## Statistical mechanics of irreversible processes; 5A1351

Course for F4, 4p.

Course may be given in English.

Course will be given in period 4, spring  2001 if there is sufficient interest.

First lecture, Monday 12 March, 10-12, Q12.

Lecturer: Clas Blomberg, Theoretical Physics, phone. 08-790 7176; email cob@theophys.kth.se

#### Aim

The basic courses in statistical mechanics deal with systems in equilibrium and questions about how the energy in equilibrium is distributed among the molecules in the system, and how thermodynamic properties can be calculated from such knowledge. Here, this is generalized to include fluxes and time processes when one does not have equilibrium. Among other things, we take up questions about irreversible processes when systems approach equilibrium. This is made along two directions. One starts from a molecular description of the interaction between atoms and molecules (the Boltzmann equation) from which we can describe transport properties and fluxes. This provides possibilities to calculate quantities such as viscosity and heat conductivity. The other direction is to start from a statistical view where main aspects of the system are described by random variations, fluctuations describe Time courses of important features are considered as stochastic processes. Important applications are relaxation processes in systems where particles and energies are randomly distributed. Brownian motion is a central concept.

#### Contents

The Boltzmann-equation. Relations between conservation laws and transport equations. Derivation of viscsity and heat conductivity. Electrical conduction.

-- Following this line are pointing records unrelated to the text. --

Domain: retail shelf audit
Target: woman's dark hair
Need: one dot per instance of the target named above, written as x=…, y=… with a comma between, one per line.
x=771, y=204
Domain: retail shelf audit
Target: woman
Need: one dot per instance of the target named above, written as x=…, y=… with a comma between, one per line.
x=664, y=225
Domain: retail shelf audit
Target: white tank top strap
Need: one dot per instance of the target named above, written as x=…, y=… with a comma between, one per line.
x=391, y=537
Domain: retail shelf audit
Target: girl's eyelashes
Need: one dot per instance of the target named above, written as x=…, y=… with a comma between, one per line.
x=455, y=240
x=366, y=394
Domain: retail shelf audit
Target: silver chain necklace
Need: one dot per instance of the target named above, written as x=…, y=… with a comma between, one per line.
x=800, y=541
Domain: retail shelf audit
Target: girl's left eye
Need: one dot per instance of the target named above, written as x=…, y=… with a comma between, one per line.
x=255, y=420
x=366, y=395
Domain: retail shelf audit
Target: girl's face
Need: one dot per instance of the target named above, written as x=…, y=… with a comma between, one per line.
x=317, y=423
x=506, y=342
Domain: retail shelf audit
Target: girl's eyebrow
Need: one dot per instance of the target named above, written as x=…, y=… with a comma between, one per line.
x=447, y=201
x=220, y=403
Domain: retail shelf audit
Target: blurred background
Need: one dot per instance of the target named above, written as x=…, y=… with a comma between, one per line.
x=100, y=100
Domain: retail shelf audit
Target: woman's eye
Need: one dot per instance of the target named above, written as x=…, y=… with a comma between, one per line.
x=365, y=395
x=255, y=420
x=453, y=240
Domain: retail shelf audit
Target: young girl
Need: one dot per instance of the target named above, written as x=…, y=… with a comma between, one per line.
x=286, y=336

Brownian motion. Stochastic equations: The Langevin-equation, Master equations, Fokker-Planck-equations. Time series analysis. Wiener-Khinchin's theorem. Fluxes and forces, linear relations. The fluctuation-dissipation theorem. Irreversible thermodynamics.

Fluctuations i nonlinear systems with corresponding problems.

#### Prerequisites

Basic mathematical statistics and statistical mechanics corresponding to that part in quantum physics, 5A1450 and preferably (but not necessary) 5A1350.

#### Course requirements

Solution of home works (INL1;4p).
Exercises (as PostScriptfiles):  Exercise1

#### Literature

Primarily : own material

F. Reif, Fundamentals of statistical and thermal physics, McGrawHill, 1965, chapter 13-15
K. Huang, Statistical Mechanics, John Wiley Paperback, 1987.
N G van Kampen: Stochastic Processes in Physics and Chemistry, North Holland, paperback 1992
(A more extensive presentation of reference litterature will be given at the lectures).

TENTATIVE SCHEDULE FOR THE SECOND PART (spring 2000):

6. Th 30/3 Stochastic description introduction. Examples of physical stochastic processes. Brownian Motion. Liouville Equation. (Lect. Notes 6.)

7. Mo 3/4  Basic features of stochastic processes. Markov processes. Master equations. Examples. (Lect. Notes 7)

8. Th 6/4 Examples, continuation. Methods for solving Master equations. Random walk.
Time series analysis. Spectral analysis. Characterization of noise. (Finish lect. notes 7, lecture notes 8).

9. Mo 10/4 Equations for stochastic processes. The Fokker-Planck equation. Solutions. Brownian motion again. (Lect. Notes 9)

10. Th 13/4 Linear Response. The Fluctuation - Dissipation Theorem. Start non-linear effects. (Lect. Notes 9, finish, 10)

EASTER INTERRUPTION

11. Mo  8/5 Linear response principles revisited. The basics of irreversible thermodynamics. Onsager relations.  Entropy production and entropy flows. Principle of minimum entropy production. (Lect. Notes 11)

12. Th 11/5 Non-Equilibrium Thermodynamics, continuation. Non-linear effects. (Lect. Notes 12, continuation 10).

13. Mo 15/5 Summing up. Actual problems concerning fluctuations and non-linear effects. (Lect. Notes 10 end, extra material).

Home exercises are given every Thursday. They are to be made before a date which will be determined during the course, 2-3 weeks after the course is finished.

For being  approved as graduate student course or grade 5 as 'civilingenjörskurs', you shall try all exercises (you may avoid the most difficult ones), and most (but not necessarily everything) shall be correct.

For grade 3, you should have a little more than half of the exercises correct, an you need not have solutions to all. For grade 4, more shall be correct, but you need not try all exercises.